Ci vuole veramente poco per cambiare, basta investire seriamente sui giovani facendoli fiorire, far sentire quello che hanno da dire, solo che siamo nelle grinfie dei media, delle radio che non ti permettono, non ti consentono di cambiare. Wonderland riguarda anche questo inquinamento visivo e auditivo.

Gianluca Martino: Questi talent vengono fondati solo sull’interpretazione e non vengono considerati gli altri aspetti che formano un artista, come la parte creativa, la composizione, il proprio stile.

Bob Dylan non era esattamente un grande cantante, però era un personaggio che artisticamente ha avuto qualcosa da dire, Prince aveva il suo stile interpretazione, Michel Jackson, David Bowie, tutti i grandi hanno uno stile.

Fabrice Quagliotti: Un aspetto molto grave dei talent è questo: prendi un ragazzo, sconosciutissimo, lo butti all’interno di una trasmissione televisiva vista da milioni di persone ed è subito un gran successo, ma cosa succede dopo? Dopo un mese, diventa di nuovo uno sconosciuto e gli distruggi l’anima, veramente, ed è bruttissimo.

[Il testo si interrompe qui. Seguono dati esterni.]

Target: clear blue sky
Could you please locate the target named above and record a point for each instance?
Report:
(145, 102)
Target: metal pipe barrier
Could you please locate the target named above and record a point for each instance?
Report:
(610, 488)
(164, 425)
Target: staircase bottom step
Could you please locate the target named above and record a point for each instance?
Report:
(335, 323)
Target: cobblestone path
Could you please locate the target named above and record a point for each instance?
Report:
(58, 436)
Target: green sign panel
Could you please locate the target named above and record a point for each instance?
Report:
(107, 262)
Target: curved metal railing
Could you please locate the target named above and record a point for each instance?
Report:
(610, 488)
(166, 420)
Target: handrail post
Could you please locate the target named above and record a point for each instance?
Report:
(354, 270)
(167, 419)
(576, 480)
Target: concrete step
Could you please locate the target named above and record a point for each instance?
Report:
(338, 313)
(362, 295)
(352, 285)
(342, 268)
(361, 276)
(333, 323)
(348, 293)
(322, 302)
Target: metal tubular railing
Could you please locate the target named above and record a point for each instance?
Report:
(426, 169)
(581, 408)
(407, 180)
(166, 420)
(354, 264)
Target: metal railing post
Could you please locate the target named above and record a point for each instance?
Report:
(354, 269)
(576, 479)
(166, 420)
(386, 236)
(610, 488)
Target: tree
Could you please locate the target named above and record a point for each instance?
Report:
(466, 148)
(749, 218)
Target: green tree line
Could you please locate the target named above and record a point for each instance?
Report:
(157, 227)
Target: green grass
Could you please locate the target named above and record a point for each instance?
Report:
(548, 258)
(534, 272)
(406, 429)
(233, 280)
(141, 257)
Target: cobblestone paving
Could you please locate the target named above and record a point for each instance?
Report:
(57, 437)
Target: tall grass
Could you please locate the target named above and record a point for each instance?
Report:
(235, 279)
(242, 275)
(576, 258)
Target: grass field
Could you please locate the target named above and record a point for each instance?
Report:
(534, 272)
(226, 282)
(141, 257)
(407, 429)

Se doveste iniziare oggi, come vi muovereste?

Gianluca Martino: Sarei molto preoccupato se iniziassi oggi. Se fossi un ventenne cercherei di andare fuori dall’Italia per proporre la mia musica perché c’è molto più rispetto, attenzione, amore per l’artista.

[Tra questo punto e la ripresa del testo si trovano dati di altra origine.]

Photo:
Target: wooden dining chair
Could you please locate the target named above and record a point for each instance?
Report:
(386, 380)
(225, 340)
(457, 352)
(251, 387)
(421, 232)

Per esempio, anche l’artista “di strada” qui è considerato uno “straccione”, mentre all’estero no, ha la stessa dignità e importanza degli altri. Purtroppo, dico questa cosa a malincuore perché sono italiano.

Che differenza c’è tra un gruppo di ventenni negli anni 80 e uno di oggi?

Fabrice Quagliotti: Prima, all’interno del gruppo ognuno aveva il proprio ruolo: il chitarrista, il cantante, il batterista, il bassista. C’erano più persone, più mani, mentre oggi bastano due persone, se non una per produrre tutto con il solo aiuto della tecnologia.

Gianluca Martino: I mezzi: oggi la tecnologia fornisce strumenti utili, in più c’è la smania di avere tutto e subito e questo non porta i ragazzi a “faticare” per ottenere un buon risultato.

Inoltre, per il momento del live ci sono moltissimi aiuti a livello tecnologico come le basi, i campionamenti, mentre in un concerto del 1977 si suonava tutto dal vivo, tutto.

C’è un abuso della tecnologia persino per la voce e questo lo trovo molto poco sportivo: quando le persone ascoltano un disco si aspettano di sentire le stesse cose nei live, sia per i suoni che per l’intonazione dell’artista.